# looking for kenpo instructors or schools in the nashville tn area



## TLH3rdDan (Mar 21, 2002)

ive been reading alot of the posts in here about techniques and theories and im really interested in taking some classes but as far as i know there is no one in the area that teaches kenpo... so thought i would see if any of you guys might know of any near nashville tn????


----------



## arnisador (Nov 4, 2002)

Did you find someone?


----------



## TLH3rdDan (Nov 5, 2002)

well sorta one of Mr. Chapel's students is teaching out about 45 min from me but i have yet to be able to find the place or a phone number for it... so im assuming that it is closed or something... maybe they just dont want any students lol... oh well the search continues.


----------



## Nightingale (Nov 5, 2002)

there's a dojo directory on www.kenponet.com  I dunno if they have anything listed for nashville, but its a good place to start.


----------



## True2Kenpo (Nov 5, 2002)

Fellow Kenpoist,

If there would be one instructor that I would seek out in that area would be Mr. Zach Whitson or Mr. Martin Wheeler.

Two of the best!

Respectfully In Kenpo,
Joshua Ryer
UPK Pittsburgh


----------



## Neep999 (Jun 11, 2006)

Hey, sorry to dig up such an old post, but, I'm moving to the murfreesboro/Nashville area, and I was interested if anyone ever found a kenpo instructor/school in the area?  I'm very interested in learning, so, if someone could lemme know, I'd be greatly appreciative


----------



## Atlanta-Kenpo (Jun 11, 2006)

I am with Josh!  Go see Mr Whitson.


----------



## Neep999 (Jun 11, 2006)

Yes, but, how do I contact him?  I can't find any information on any classes he might teach or anything in the area.


----------



## Atlanta-Kenpo (Jun 16, 2006)

www.zachwhitson.com


----------



## BigMike (Jun 21, 2006)

I live in Huntsville, AL and have been looking for EP's Kenpo for a few years now.  Nashville's a little far for regular classes, but if anyone knows of a class south of there can you post it?
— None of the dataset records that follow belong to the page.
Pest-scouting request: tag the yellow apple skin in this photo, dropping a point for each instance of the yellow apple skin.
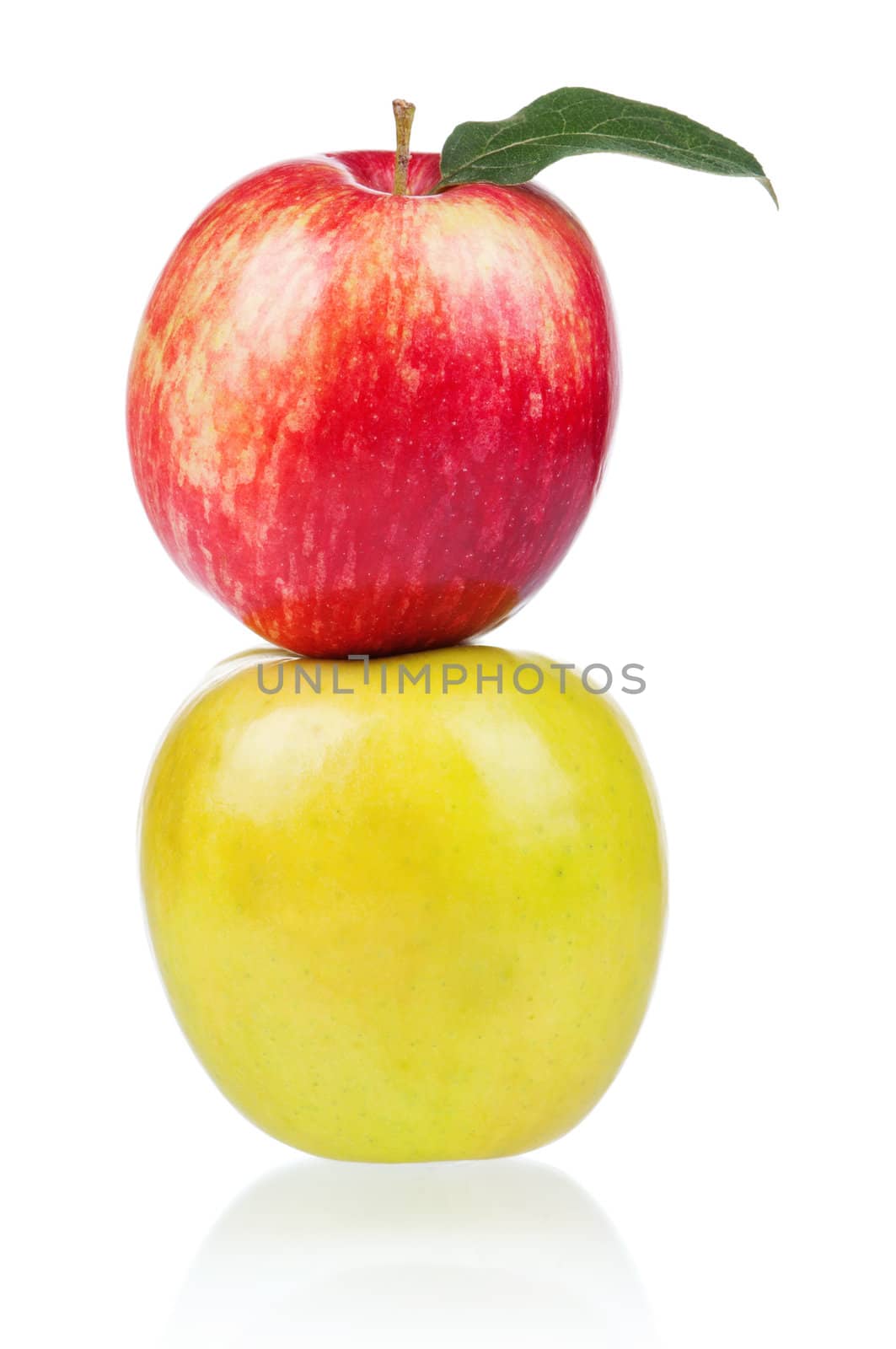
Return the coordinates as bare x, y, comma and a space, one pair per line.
405, 926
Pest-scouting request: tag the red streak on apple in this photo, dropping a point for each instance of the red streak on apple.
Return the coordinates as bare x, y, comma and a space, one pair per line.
373, 422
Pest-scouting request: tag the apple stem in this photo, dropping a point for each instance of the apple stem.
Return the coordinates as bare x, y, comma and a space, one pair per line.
404, 118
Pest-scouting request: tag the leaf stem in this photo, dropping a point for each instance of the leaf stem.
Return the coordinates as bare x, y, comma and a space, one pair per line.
404, 118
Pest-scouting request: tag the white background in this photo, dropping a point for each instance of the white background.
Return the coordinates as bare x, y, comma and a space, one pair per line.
736, 1186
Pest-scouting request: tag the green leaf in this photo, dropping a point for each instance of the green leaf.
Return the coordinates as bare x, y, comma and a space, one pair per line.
581, 121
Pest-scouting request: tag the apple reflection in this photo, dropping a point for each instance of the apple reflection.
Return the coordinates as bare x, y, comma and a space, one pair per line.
325, 1254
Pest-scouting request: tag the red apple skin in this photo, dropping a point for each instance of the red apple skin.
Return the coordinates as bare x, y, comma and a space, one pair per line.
373, 422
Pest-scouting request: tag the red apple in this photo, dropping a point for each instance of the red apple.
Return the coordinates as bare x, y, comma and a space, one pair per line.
370, 422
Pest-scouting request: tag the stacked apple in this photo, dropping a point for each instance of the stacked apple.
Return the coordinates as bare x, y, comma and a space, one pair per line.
368, 409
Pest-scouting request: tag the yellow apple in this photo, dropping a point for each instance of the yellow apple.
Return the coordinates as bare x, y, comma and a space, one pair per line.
408, 910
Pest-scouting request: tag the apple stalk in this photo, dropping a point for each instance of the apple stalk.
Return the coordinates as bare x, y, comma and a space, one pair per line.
404, 119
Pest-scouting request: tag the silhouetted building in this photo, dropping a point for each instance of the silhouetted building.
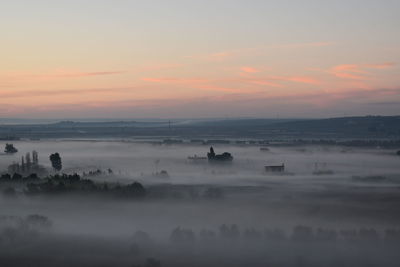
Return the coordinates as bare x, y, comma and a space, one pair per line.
275, 168
224, 157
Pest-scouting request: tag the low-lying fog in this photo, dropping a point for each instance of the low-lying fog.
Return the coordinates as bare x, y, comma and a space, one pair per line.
337, 189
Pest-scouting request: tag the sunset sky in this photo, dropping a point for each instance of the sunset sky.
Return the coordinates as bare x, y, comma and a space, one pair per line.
197, 59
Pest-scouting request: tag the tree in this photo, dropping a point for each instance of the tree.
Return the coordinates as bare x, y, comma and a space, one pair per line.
56, 161
35, 158
28, 161
10, 149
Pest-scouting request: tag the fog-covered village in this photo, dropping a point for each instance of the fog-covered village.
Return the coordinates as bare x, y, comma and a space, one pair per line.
199, 133
197, 202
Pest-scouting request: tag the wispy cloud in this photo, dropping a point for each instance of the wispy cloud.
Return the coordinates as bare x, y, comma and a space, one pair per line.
250, 69
41, 93
174, 80
57, 75
233, 53
357, 71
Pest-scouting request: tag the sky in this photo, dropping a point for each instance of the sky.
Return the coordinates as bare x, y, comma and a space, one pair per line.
199, 59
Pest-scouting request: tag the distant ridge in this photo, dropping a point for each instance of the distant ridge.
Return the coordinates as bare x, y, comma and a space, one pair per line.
342, 127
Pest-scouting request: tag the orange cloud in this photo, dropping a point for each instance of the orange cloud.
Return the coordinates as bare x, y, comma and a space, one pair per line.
265, 82
174, 80
249, 69
357, 71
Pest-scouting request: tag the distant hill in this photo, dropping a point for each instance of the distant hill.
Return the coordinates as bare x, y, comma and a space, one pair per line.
346, 127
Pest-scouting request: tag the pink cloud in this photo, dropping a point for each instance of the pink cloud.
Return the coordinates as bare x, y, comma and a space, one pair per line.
174, 80
249, 69
357, 71
265, 82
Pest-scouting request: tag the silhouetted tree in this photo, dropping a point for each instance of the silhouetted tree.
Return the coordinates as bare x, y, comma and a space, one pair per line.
56, 161
10, 149
35, 158
28, 161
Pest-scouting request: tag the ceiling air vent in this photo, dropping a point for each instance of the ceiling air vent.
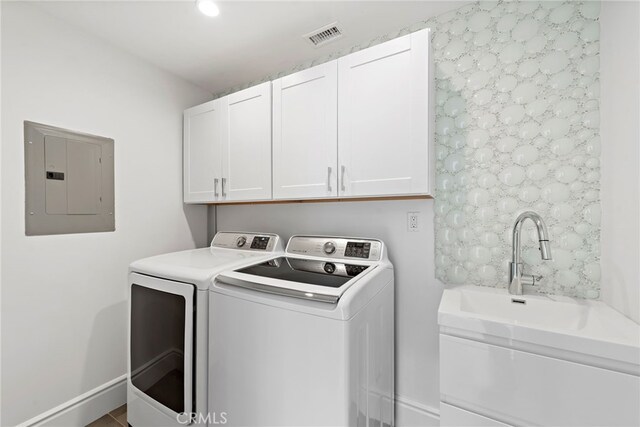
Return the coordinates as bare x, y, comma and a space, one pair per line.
324, 35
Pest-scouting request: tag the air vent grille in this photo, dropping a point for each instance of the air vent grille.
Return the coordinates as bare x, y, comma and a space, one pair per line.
324, 35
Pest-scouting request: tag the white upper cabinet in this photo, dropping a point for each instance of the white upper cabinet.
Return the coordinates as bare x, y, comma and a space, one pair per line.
305, 120
246, 144
360, 126
384, 124
202, 153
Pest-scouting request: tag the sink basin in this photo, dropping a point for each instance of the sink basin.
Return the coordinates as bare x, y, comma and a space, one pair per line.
531, 310
574, 329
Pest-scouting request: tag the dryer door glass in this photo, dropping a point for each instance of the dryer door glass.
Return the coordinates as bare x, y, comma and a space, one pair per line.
158, 329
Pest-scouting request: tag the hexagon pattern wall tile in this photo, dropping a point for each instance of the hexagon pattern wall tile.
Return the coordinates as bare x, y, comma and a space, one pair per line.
517, 128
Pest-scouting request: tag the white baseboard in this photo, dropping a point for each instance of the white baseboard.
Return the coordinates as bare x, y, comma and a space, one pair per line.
410, 413
85, 408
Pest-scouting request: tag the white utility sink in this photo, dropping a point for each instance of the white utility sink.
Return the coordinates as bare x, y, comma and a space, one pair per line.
549, 324
533, 311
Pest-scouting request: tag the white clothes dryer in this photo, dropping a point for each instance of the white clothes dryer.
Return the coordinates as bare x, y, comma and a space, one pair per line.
305, 338
168, 322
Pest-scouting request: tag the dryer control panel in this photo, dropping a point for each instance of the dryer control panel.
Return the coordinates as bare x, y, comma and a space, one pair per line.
336, 247
264, 242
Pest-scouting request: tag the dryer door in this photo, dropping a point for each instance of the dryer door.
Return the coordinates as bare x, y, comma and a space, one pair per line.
161, 342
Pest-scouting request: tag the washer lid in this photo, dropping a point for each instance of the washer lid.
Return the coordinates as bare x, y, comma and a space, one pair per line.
310, 279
I looked at the site mentioned above and couldn't find anything about regular classes.  Lots of events, but not when they regularly train.

Big Mike


----------



## Atlanta-Kenpo (Jun 21, 2006)

I do not know of any EPAK schools in Huntsville but I think there may be something in Birmingham but I am not positive.


----------



## Fly (Sep 5, 2007)

Big Mike,
I live in Huntsville and I thought Kenpo (American Kenpo) was dead here....?
I am a 5th degree American Kenpo from San Diego, CA,(that is where I got my black belt in 1976) but I now live in Huntsville and have been training by myself in my garage for the last two years, convinced that no one here knows Kenpo. I hope you are still interested in training, I am. Let's talk. My lineage is from Ed Parker to the Tracy brothers and to me.....my instructor has just been inducted into the Kenpo hall of fame (Dick Willet) and my other instructor was Chicken" Grabriel. We were all sport Karate fighters back in the day. I am now just training and trying to remember and not forget my style.
Contact me and let see about training.
Vic


----------